When Francis Ree arrived at the Livermore branch of “The UC Radiation Laboratory” in June 1960 from Utah, he was “quarantined’ in a “cooler” — a wooden barrack outside the fence — until he received his Q-clearance. He said he felt a bit isolated until he heard about Berni Alder.
“I phoned him one day,” Ree said. “Berni came to my office almost immediately. I remember him enthusiastically explaining his work with Tom Wainwright on transport problems using the MD simulations.”
Finding the time for computers
Using some of the earliest supercomputers that same year , Alder and Ree took advantage of the computational power unavailable elsewhere and carried out difficult calculations using magnetic tapes and punch cards.
“You can develop methodology without big computers, but to gather statistics, you need something bigger,” Alder said.
Early on, Lawrence Livermore and Los Alamos operated the world’s most-powerful supercomputers. Those computers were running non-stop — and the big weapons 'design' codes had top priority ownership; however, there also was some substantial time set aside for pure scientific research at the Lab. But the competition for these science allocations was just as intense and competitive as was the competition for computer time between the design code physicists — so it was hard for everyone to ever get "enough" time on the big machines.
“Computer time was extremely valuable,” Alder said. “It was that hard. At times, we were ‘stealing’ machine time from the weapons physicists when they scratched their heads; we were gathering statistics from the Monte Carlo method.”
Alder and his colleagues found that they could rebuild physics codes to use the machine more efficiently by running the calculations on previously unused small blocks of space. Big codes didn't need or weren't able to fit into these smaller chunks. That’s where Alder and his colleagues stepped in, aided by the fact that his codes were based on a repetitive calculation that could stop, start, expand or contract in a straightforward way.
“In modern parlance it was a huge win-win.

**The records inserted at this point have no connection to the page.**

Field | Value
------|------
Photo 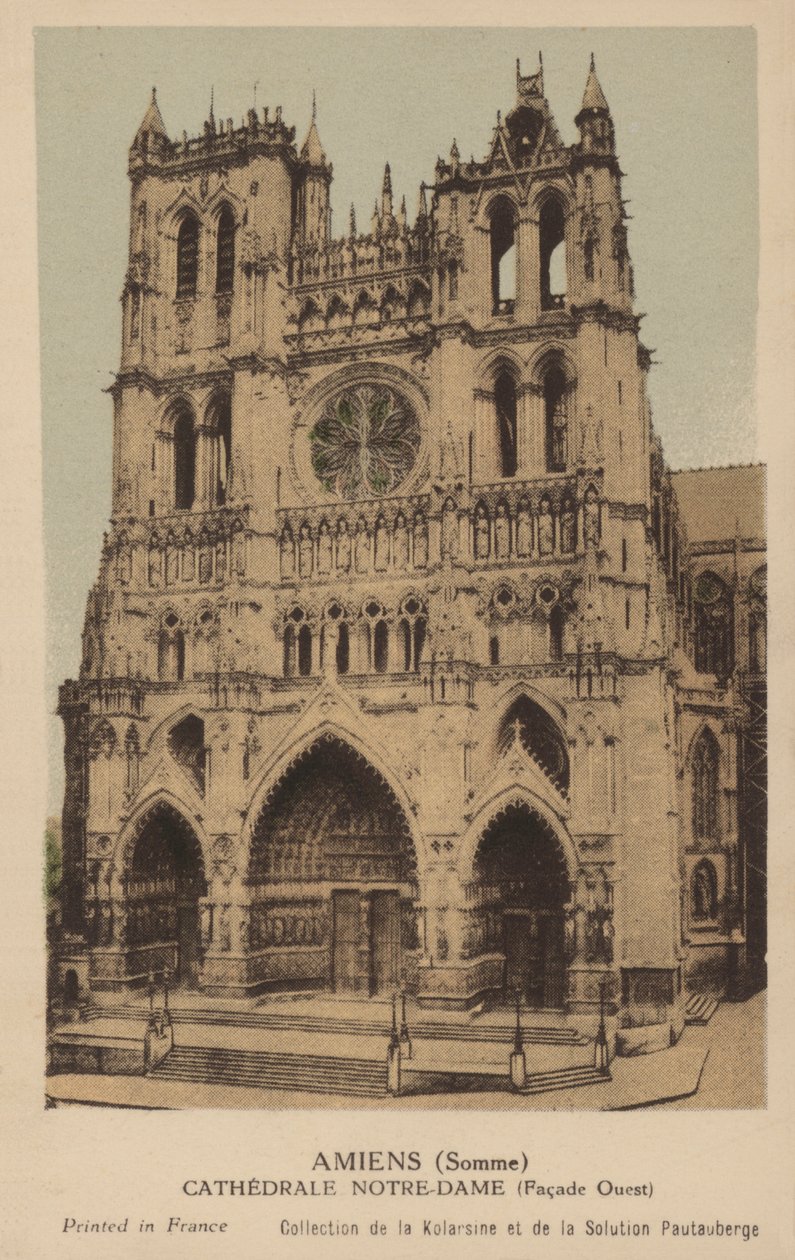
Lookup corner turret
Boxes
[575,55,615,155]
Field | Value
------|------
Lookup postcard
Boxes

The weapons codes were unaffected and Alder’s group could carry out the many hours of computation that were needed to produce outstanding research results,” said Bruce Tarter, who was head of Alder’s Division (Theoretical Physics) in the late 1970s.
Alder at work
In 2009, Alder received the National Medal of Science, the highest honor bestowed by the U.S. government on scientists, engineers and inventors. The National Medal of Science was created by statute in 1959 and is administered for the White House by the National Science Foundation. Awarded annually, the medal recognizes individuals who have made outstanding contributions to science and engineering. In 1970, Alder was elected a member of the National Academy of Sciences. In 2008, he was inducted into the American Academy of Arts and Sciences.
“Berni's scientific passion and insights are extraordinary, and he is very generous in helping to develop the careers of young scientists and engineers,” said Todd Weisgraber, who worked with Alder on a project to investigate the origins of turbulence and would meet him for lunch regularly. “He is a terrific person and I am honored to work with him. Berni is also a living historical record of the Laboratory, and I always enjoyed learning about the Lab's past and its contributions to science. “
Alder still works at the Laboratory, coming in twice a week in the afternoons, working on advancing the same research that he started 60 years ago..
“It’s fun,” Alder said of continuing to work on molecular dynamics and the Monte Carlo technique. “It’s the most interesting thing to do.”